Tjokroaminoto menguasai bahasa Jawa, Belanda, Melayu, dan bahasa Inggris. Bahasa Jawa mengandung kelembutan dalam bentuk dan wujudnya, juga dalam pengucapannya. Namun, dalam kata-kata lembut itu, termuat maksud dan isi yang tajam, serta seringkali berupa kiasan atau sindirian yang tak kalah menohok, dan itulah yang sering dilakukan Tjokro untuk “menghabisi” lawan bicaranya.
Tjokroaminoto wafat pada 1934 dan dimakamkan di Pakuncen, Yogyakarta. Ia tak sempat menghirup udara kemerdekaan yang diperjuangkan oleh murid-muridnya, termasuk Soekarno, yang menjadi proklamator.

Tjokro dan Soekarno
Tjokroaminoto tak cuma seorang guru bagi Soekarno. Ia juga menjadi “ayah” bagi Sang Proklamator. Tak cuma ilmu politik dan agama yang didapat Soekarno, ia juga mendapatkan anak gadis Tjokroaminoto yang bernama Utari. Tjokroaminoto mengikhlaskan anaknya untuk mendampingi Soekarno, karena saking sayang dan dekatnya ia kepada Soekarno.

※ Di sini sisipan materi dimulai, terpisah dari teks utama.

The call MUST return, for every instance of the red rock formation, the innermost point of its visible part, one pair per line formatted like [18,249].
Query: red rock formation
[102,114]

Betapa dekatnya Soekarno dengan Tjokro, diakui Soekarno dalam wawancaranya dengan Cindy Adam yang kemudian dibukukan dalam Soekarno Penyambung Lidah Rakyat. Soekarno saat berguru pada Tjokro, duduk dekat kaki sang guru, mendengarkan intonasi perkataannya dan gerak tangannya, dan itu kemudian dijadikan cermin oleh Soekarno untuk gaya pidatonya sejak menjadi tokoh PNI hingga sebagai presiden. Kelahiran PNI itu sendiri, tak lepas dari pengaruh Tjokro. Tjokro bahkan mengatakan: kalau SI berasaskan Islam, maka perlu ada partai yang berasaskan kebangsaan. Keduanya, Islam nasionalis dan nasionalis Islam, bisa bergandeng tangan sama-sama menentang penjajahan Belanda.

Dari situlah inspirasi Soekarno mendirikan PNI, dan melahirkan ide Marhaenisme. Kemudian, SI dan PNI sama-sama bersikap nonkooperatif dengan Belanda. Sayang, Tjokro tak sempat melihat sepakterjang Soekarno dengan PNI-nya, karena ia wafat pada 17 Desember 1934, dan dua tahun kemudian PNI atau Perserikatan Nasional Indonesia, berdiri. Dalam kongres nasionalnya yang pertama (1928), partai itu laku berganti nama menjadi Partai Nasional Indonesia (PNI). (Erwyn Kurniawan dari berbagai sumber).